Vaughn Hardacker here: In my last post I wrote about Elizabeth Short, The Black Dahlia. I’d like once again to cover a true crime case, this one much closer to home. I’d like to introduce you to The Alcatraz Eel.
Who was the ALCATRAZ EEL ?
John Millage Stadig – a young man from northern Maine – who, through his own genius and daring, became a folk hero and legend in a decade of criminals comprising the likes of Al Capone, John Dillinger, Ma Barker, Bonnie and Clyde, Roy Gardner and Machine Gun Kelly.
John Stadig was born in Jemptland (about two miles from where I live) near Caribou in northern Maine in December 1908, Stadig moved to St. Francis with his family and later across the St. John River to St. Francis, New Brunswick. In his rather short life, he had also taken up residence in Bradbury and Bangor, Maine as well as Boston, Massachusetts; Indianapolis, Indiana; Las Vegas, Nevada; Washington state, and Kansas.
Stadig came from a long line of mechanically inclined people. He also worked on log drives, keeping motors going on boats, and worked the shore, where his name is carved in a rock at “The Ledge” along the St. John River. He tinkered with electricity and was a store clerk, but never stayed at one job too long. Dead at 28, he spent many years in prison.
John Stadig’s early life was calm. From an affluent family, he could have been educated or gone on to do anything he wanted but during the Depression years he found his own way to make money, using plates and printing presses to print counterfeit money. That part of his life brought him to several federal prisons, including McNeil Island in Washington, Alcatraz in San Francisco Bay, and Leavenworth, Kansas.

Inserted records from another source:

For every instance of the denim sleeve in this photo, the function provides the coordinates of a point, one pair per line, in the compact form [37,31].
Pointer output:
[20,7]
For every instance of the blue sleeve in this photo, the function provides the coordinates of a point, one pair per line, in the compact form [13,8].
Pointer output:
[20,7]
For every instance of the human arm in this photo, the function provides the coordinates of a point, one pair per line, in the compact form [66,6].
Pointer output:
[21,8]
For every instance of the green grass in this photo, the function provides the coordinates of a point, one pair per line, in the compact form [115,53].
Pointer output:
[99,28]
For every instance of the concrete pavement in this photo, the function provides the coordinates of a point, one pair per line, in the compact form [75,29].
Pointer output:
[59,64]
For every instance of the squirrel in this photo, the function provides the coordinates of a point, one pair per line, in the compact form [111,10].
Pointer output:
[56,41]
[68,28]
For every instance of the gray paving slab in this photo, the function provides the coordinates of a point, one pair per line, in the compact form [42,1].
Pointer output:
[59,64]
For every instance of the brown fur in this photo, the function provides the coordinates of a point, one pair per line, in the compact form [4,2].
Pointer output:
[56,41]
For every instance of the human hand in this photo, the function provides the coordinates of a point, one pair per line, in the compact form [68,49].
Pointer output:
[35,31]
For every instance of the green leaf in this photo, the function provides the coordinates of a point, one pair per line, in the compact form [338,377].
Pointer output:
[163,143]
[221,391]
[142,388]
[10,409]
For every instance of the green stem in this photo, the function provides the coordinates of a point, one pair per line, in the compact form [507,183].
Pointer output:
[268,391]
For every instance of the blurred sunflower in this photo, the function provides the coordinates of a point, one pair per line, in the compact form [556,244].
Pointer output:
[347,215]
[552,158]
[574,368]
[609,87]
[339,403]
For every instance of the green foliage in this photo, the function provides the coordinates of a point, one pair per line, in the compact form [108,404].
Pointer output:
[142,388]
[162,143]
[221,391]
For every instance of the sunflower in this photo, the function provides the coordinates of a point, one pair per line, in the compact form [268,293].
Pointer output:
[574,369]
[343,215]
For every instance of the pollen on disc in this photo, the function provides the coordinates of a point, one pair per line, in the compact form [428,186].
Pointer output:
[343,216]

His early crimes included motor vehicle crimes, petty larceny, larceny and violation of the Dyer Act, the national motor vehicle act that made interstate transportation of stolen vehicles a federal crime. His first prison term began in Boston in June 1927 when he was 19 years old.
It was in New Brunswick that he was first arrested for making counterfeit money. That was June 1930. He served some time in Canadian jails, but his notoriety increased when he was arrested in Las Vegas, Nevada in November 1931 and he began his first term in a federal prison.
He and four other men were arrested for making $100,000 in $5, $10 and $20 bills. He testified against the others and was sentenced to 18 months in the Nevada State Prison.
Within 10 months, he was arrested again for counterfeiting, this time in Chicago. He escaped from federal marshals on his way to court, only to be arrested again two months later for counterfeiting in San Francisco.
Stadig did time in several federal prisons, including McNeil Island in Washington, Alcatraz in San Francisco Bay, and Leavenworth, Kansas, where he ended his life by cutting his jugular vein. Sentenced to six years in prison, he was sent to McNeil Island, from which he escaped within one month. Recaptured, he was sentenced to two more years in prison.
Stadig was among the first 50 civilians jailed at Alcatraz, which was built as a military fortress in 1853 and used as a Civil War prison in 1861. Closed by the military in 1934, it became a notorious jail. He was taken to Alcatraz in August 1934. Two months later, he was taken to Oregon to be tried on counterfeiting charges. Convicted again, he escaped from federal marshals by jumping from a moving train while en route to Alcatraz. Having slipped by his guards on two different occasions, he was given his nickname: The Alcatraz Eel.
Recaptured seven days later, he was returned to Alcatraz where he was confined in the dungeon cells below the prison’s main cell blocks, where problem prisoners were kept in darkness and solitary confinement. Dungeon prisoners have described their time there: “There’s no light. It’s wet. You’re in shackles. You’re naked. It’s horribly cold. There are rats and bugs.” One prisoner, Henri Young, (portrayed by Kevin Bacon in the movie: Murder in the First) whose original arrest was stealing $5.00‡ from a store that was also a post office–which made it a federal offense–spent three years in the dungeons. Standig spent nowhere near that much time in the dungeon, but still went mad. During the ensuing two years he attempted suicide four times. In September 1936 he was transferred to the federal prison in Leavenworth, Kansas, where three days later, on Sept. 24, 1936, he slashed his throat, killing himself.
His body was returned by train to Fort Kent. He was buried in the Congregational Cemetery in St. Francis.
‡ A March 16, 1994 letter to The New York Times from the Federal Bureau of Prisons points out that Henri Young went to Alcatraz after serving time in two state prisons for burglary and robbery. His subsequent Federal crime was bank robbery, not theft from a post office. He did not commit suicide at Alcatraz in the 1940’s; he completed his sentence there in 1954, then served a term in Washington State Penitentiary for murder. He was paroled there in 1972, and it is not known where he is or whether he is alive. This correction was delayed by checking at The Times.